Enghouse continues to have significant cash reserves and positive cash flow. The company is renewing its normal course issuer bid program because it believes that from time to time the market price of its common shares may be attractive and that at such times the purchase of common shares would be in the best interest of the company and an appropriate use of corporate funds.
The company may purchase up to a maximum of 1,882,016 common shares representing on April 17, 2017, approximately 10 per cent of the publicly listed float of 18,820,162 common shares. As of close of business on April 17, 2017, the company had 26,950,462 outstanding common shares. The price at which the company may purchase such shares will be the market price at the time of acquisition and any common shares purchased under the bid will be cancelled. The actual number of common shares that may be purchased and the timing of any such purchases will be determined by the company, subject to price, trading volume and other market considerations. Daily purchases will be limited to 6,217 common shares, other than block purchases. An automatic purchase plan will not be put in place at the commencement of the bid but may be put in place at some point in the future.

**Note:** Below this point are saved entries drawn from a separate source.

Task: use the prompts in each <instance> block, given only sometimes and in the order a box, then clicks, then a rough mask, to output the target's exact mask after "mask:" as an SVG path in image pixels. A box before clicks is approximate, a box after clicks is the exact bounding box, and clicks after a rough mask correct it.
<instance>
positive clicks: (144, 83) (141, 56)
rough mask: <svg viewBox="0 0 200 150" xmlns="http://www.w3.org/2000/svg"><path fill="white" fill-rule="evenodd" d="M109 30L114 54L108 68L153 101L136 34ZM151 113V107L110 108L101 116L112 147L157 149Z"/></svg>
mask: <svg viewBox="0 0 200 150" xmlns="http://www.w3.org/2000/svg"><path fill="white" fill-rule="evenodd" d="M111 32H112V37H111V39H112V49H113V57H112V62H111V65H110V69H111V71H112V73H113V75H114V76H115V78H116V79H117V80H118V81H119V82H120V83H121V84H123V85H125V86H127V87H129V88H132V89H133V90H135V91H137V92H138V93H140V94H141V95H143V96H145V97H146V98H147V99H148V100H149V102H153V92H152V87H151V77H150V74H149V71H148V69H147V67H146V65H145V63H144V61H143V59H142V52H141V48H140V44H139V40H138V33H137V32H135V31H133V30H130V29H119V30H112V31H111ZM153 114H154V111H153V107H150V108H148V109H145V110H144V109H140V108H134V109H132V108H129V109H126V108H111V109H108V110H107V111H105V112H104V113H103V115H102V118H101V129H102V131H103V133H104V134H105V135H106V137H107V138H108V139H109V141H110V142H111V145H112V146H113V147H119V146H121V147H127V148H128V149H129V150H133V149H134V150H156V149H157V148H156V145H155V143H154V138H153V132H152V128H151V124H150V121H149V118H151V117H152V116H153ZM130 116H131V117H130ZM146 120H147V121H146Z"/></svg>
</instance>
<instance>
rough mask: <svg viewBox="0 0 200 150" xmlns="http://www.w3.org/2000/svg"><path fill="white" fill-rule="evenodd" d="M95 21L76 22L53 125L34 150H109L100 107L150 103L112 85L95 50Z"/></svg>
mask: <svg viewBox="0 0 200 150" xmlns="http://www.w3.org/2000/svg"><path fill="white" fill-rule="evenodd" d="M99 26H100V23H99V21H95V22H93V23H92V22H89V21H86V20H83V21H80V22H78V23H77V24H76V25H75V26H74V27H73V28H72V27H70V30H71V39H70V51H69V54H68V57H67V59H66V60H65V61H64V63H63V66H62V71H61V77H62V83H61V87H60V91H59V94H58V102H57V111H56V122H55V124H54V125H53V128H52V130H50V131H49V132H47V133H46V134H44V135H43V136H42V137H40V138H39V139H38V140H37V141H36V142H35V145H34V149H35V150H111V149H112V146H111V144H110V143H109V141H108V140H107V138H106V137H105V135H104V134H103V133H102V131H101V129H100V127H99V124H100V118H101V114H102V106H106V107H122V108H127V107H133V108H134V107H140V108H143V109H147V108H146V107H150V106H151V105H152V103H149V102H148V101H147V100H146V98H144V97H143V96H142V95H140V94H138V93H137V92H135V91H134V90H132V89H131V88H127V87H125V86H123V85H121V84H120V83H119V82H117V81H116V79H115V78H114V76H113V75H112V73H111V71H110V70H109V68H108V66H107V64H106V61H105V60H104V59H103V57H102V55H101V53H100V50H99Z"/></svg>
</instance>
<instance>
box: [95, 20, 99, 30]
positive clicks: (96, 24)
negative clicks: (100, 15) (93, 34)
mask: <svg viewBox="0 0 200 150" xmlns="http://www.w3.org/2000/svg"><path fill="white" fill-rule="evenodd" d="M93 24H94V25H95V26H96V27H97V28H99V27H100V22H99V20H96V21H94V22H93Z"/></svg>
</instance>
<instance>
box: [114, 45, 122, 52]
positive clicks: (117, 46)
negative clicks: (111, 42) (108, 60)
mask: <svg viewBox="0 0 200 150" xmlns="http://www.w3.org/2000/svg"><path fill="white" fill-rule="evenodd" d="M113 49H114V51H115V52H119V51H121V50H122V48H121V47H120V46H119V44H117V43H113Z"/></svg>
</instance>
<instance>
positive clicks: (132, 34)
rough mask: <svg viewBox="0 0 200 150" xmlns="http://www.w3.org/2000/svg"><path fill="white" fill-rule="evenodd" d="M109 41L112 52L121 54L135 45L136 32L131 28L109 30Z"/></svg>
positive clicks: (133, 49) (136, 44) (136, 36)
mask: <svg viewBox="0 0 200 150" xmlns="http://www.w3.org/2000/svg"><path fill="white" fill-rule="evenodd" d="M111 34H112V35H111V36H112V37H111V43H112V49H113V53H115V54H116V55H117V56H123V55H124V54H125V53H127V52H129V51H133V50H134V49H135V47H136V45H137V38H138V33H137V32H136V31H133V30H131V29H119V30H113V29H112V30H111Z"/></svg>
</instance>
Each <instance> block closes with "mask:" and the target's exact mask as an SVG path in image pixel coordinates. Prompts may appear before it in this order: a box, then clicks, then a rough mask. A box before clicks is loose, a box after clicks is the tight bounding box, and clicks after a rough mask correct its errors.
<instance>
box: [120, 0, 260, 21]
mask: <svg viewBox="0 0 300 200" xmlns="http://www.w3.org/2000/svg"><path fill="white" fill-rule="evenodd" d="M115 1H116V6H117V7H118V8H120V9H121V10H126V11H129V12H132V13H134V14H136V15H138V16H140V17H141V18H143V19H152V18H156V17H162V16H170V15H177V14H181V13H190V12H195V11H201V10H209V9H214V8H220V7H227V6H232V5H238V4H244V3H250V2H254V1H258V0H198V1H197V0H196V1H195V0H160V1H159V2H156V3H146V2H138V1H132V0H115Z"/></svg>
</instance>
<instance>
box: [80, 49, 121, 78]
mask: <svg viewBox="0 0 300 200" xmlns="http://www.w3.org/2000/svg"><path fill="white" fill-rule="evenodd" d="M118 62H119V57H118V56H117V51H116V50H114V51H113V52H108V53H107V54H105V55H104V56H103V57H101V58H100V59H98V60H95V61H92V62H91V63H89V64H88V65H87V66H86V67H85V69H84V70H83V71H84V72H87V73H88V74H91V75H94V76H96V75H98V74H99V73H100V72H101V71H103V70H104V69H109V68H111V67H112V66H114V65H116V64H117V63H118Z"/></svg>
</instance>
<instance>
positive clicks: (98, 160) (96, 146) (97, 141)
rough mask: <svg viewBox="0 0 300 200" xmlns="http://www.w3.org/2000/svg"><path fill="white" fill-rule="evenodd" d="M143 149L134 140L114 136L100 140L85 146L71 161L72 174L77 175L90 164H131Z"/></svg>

The bid will commence on April 26, 2017, and will terminate on April 25, 2018, unless the maximum number of shares that may be purchased thereunder has been acquired before that time. The purchases will be made through the facilities of the Toronto Stock Exchange and/or any alternative Canadian trading system. During the 12 months preceding the date of the bid, the company did not acquire any of its common shares.
Enghouse serves a number of distinct vertical markets through its three divisions, each developing and selling enterprise-oriented applications software.